Arcam FMJ D33 D/A processor Follow-Up, April 2013

Follow-Up, April 2013, the “Reis Test” (Vol.36 No.4):

In 1972, the late biologist Stephen Jay Gould made a convincing case for what he called "punctuated equilibrium": long periods of evolutionary stasis interrupted by brief periods of rapid evolutionary change in response to major environmental changes. (If you don't believe in evolution, you can jump to the next paragraph.) The same is true of this magazine's measurement regime, which we began in 1989. Every component is subjected to a standardized set of tests that remains the same for years. But occasionally, a new test device or my exposure to new thinking leads to rapid change.

Such was the case at January's Consumer Electronics Show, in Las Vegas, when I was discussing my measurements of digital products with MBL's chief engineer, Jürgen Reis. Many components these days offer users a choice of reconstruction filters; I have been characterizing these filters by showing first the impulse response, then the audioband frequency response, and then the spectrum of the product's output as it reproduces an equal mix of 19 and 20kHz tones, all with 44.1kHz data.

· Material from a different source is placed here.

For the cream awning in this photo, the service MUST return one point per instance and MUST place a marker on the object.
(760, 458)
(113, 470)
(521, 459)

Reis suggested a test that would usefully display all the frequency-domain results in one graph: first decode a 44.1kHz-sampled high-frequency tone and perform a wideband spectral analysis on the product's analog output. This will reveal the presence of aliasing products, the so-called "negative frequencies" that I discussed in my 2011 Richard Heyser Memorial Lecture at the Audio Engineering Society's 103rd Convention. Then overlay that spectrum with that of the product reproducing 44.1kHz data representing white noise. This will unmask the nature of the filter's ultrasonic rolloff.

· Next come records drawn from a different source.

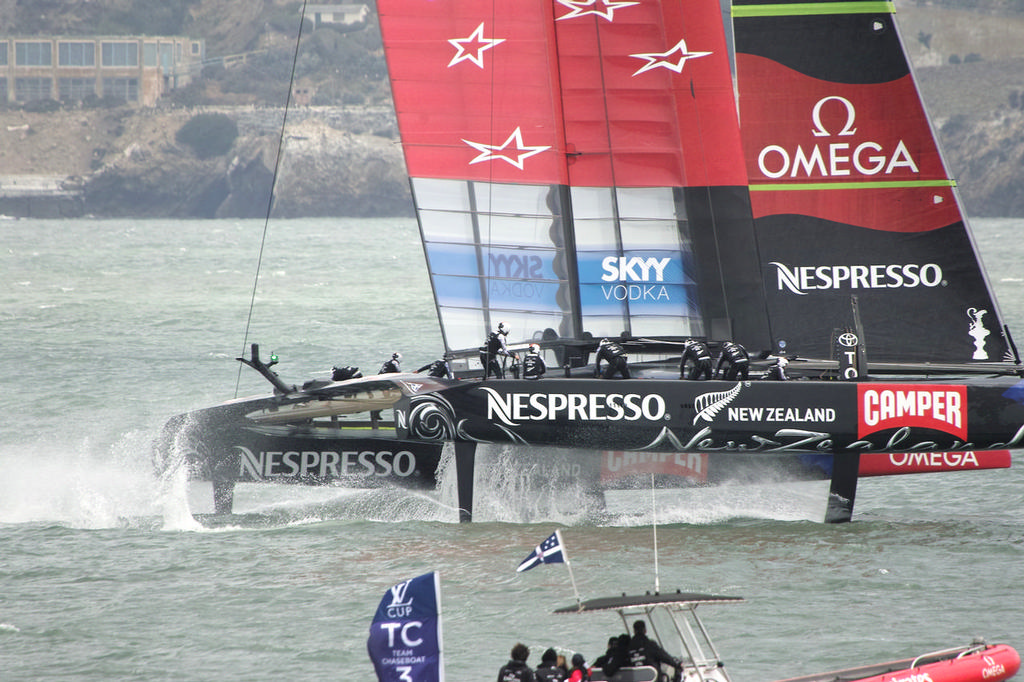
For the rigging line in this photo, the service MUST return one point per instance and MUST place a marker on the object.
(273, 186)
(487, 272)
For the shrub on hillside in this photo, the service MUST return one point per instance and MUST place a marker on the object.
(208, 135)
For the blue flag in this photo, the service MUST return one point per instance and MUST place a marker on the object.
(406, 634)
(550, 551)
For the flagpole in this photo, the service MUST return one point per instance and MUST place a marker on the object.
(568, 565)
(653, 525)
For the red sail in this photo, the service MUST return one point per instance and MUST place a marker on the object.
(573, 163)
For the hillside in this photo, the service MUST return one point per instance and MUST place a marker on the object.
(341, 156)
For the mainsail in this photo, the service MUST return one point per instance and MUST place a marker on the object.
(850, 194)
(582, 168)
(577, 168)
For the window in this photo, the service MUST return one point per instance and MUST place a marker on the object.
(166, 55)
(76, 89)
(29, 89)
(34, 54)
(120, 54)
(122, 88)
(77, 54)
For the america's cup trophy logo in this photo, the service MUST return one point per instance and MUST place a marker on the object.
(978, 331)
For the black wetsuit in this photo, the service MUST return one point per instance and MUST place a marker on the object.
(532, 366)
(696, 355)
(645, 651)
(615, 356)
(489, 351)
(735, 360)
(516, 671)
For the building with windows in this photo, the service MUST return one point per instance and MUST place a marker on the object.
(337, 14)
(137, 70)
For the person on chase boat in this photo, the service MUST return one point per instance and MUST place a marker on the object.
(615, 356)
(734, 363)
(549, 671)
(493, 347)
(645, 651)
(516, 669)
(697, 357)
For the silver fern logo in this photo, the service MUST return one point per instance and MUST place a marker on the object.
(709, 405)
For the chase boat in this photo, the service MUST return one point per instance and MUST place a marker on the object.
(673, 622)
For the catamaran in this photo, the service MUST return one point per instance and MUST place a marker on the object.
(648, 172)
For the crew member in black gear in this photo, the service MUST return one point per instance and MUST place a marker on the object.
(777, 371)
(645, 651)
(391, 366)
(697, 357)
(549, 671)
(532, 365)
(735, 360)
(493, 347)
(613, 353)
(516, 669)
(439, 369)
(616, 656)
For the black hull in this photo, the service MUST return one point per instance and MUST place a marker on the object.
(748, 417)
(221, 444)
(606, 434)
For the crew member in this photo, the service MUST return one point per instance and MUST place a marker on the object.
(391, 366)
(645, 651)
(532, 364)
(439, 369)
(777, 371)
(516, 669)
(580, 672)
(549, 671)
(613, 353)
(493, 347)
(696, 355)
(735, 361)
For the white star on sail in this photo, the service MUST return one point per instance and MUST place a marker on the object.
(476, 46)
(492, 152)
(604, 8)
(666, 59)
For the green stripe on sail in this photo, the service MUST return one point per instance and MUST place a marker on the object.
(881, 184)
(812, 8)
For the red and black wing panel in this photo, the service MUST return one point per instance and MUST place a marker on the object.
(849, 192)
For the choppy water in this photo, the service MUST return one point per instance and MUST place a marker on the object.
(110, 327)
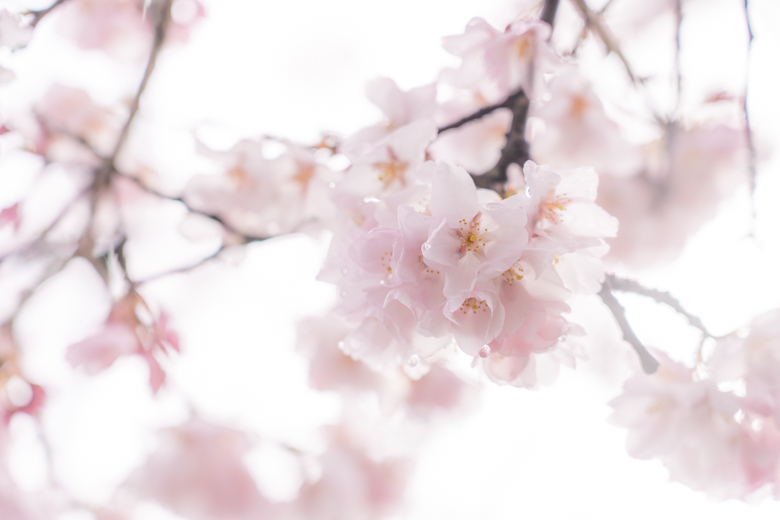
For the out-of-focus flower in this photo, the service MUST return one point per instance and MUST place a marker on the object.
(198, 472)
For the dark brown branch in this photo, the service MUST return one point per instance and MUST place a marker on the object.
(548, 11)
(230, 229)
(482, 112)
(632, 286)
(160, 12)
(515, 150)
(38, 15)
(748, 130)
(649, 363)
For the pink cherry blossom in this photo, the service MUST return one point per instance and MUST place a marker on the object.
(198, 472)
(264, 196)
(124, 334)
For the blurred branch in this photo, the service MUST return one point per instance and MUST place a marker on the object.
(632, 286)
(649, 363)
(677, 69)
(482, 112)
(515, 150)
(38, 15)
(595, 24)
(748, 130)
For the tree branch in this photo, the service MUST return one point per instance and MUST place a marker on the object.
(482, 112)
(161, 14)
(748, 130)
(548, 11)
(649, 363)
(594, 23)
(632, 286)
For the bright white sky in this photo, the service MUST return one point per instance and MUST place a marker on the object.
(293, 68)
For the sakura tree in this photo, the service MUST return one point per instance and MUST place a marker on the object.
(543, 203)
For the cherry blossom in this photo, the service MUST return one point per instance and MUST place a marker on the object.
(198, 471)
(125, 334)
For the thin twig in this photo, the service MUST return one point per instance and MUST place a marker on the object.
(593, 21)
(649, 363)
(482, 112)
(245, 236)
(38, 15)
(548, 11)
(677, 67)
(184, 269)
(748, 130)
(515, 150)
(632, 286)
(161, 13)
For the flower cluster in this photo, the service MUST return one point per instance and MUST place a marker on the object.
(715, 427)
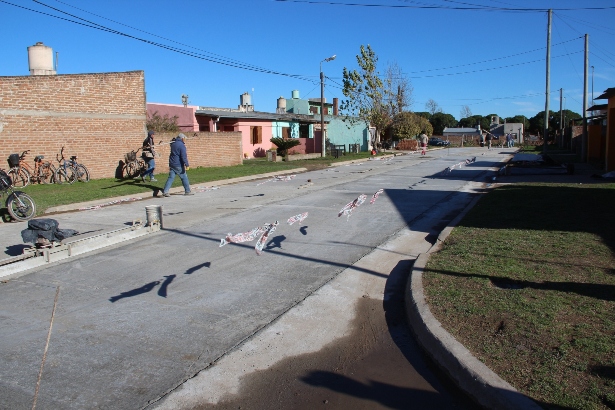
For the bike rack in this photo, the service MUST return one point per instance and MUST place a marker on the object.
(35, 257)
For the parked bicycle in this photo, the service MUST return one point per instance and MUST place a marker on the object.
(70, 170)
(22, 174)
(133, 165)
(20, 205)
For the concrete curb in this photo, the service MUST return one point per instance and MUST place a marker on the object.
(466, 371)
(78, 206)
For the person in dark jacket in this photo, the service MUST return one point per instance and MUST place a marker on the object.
(148, 157)
(178, 165)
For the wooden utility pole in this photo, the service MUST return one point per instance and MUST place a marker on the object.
(584, 138)
(548, 87)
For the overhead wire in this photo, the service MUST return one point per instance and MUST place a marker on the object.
(436, 7)
(161, 37)
(90, 24)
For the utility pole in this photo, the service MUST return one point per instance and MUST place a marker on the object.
(561, 118)
(584, 138)
(548, 86)
(322, 105)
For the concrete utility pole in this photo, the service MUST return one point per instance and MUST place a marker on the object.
(584, 138)
(322, 105)
(548, 87)
(561, 118)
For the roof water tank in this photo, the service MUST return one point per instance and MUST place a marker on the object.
(244, 99)
(282, 103)
(40, 59)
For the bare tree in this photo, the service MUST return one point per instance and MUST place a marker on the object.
(465, 112)
(432, 107)
(397, 90)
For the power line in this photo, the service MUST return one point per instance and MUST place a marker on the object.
(493, 59)
(89, 24)
(155, 35)
(435, 7)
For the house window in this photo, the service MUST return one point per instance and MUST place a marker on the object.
(257, 135)
(304, 131)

As I still had in-house the review sample of Arcam's FMJ D33 D/A processor ($3199.99), which offers a choice of three digital reconstruction filters, I used it to explore Reis's test. I used Stereophile's loan sample of the top-of-the-line Audio Precision SYS2722 system (see and the January 2008 "As We See It").

Fig.1 Arcam FMJ D33, impulse response with Burr-Brown filter (4ms time window).

The D33's default filter is a conventional linear-phase type, built into the Burr-Brown PCM1792 D/A chip. Fig.1 shows the D33's impulse response with this filter and 44.1kHz data. The ringing to either side of the pulse (one sample at 0dBFS) reveals this filter to be what is called a "half-band" type: the impulse actually maps the values of the digital filter's coefficients, and as these coefficients are symmetrical in time around the impulse, just a single set of coefficients needs to be stored on the chip.

Fig.2 Arcam FMJ D33, Burr-Brown filter, wideband spectrum of white noise at –4dBFS (left channel blue, right magenta) and 19.1kHz tone at 0dBFS (left cyan, right red), with data sampled at 44.1kHz (10dB/vertical div.).

Fig.2 shows the Reis test spectrum for this filter. With white noise, the response rolls off very rapidly above 21.5kHz, reaching the noise floor at 24kHz. The second and third harmonics of a 19.1kHz tone can be seen at –96dB (0.0015%) and –108dB (0.00033%), as well as some tones below –100dB in the audioband, the strongest of the latter lying at 13kHz. However, no aliasing products are visible between 22.05 and 44.1kHz.

Fig.3 Arcam FMJ D33, impulse response with Filter 1 (4ms time window).

Fig.4 Arcam FMJ D33, Filter 1, wideband spectrum of white noise at –4dBFS (left channel blue, right magenta) and 19.1kHz tone at 0dBFS (left cyan, right red), with data sampled at 44.1kHz (10dB/vertical div.).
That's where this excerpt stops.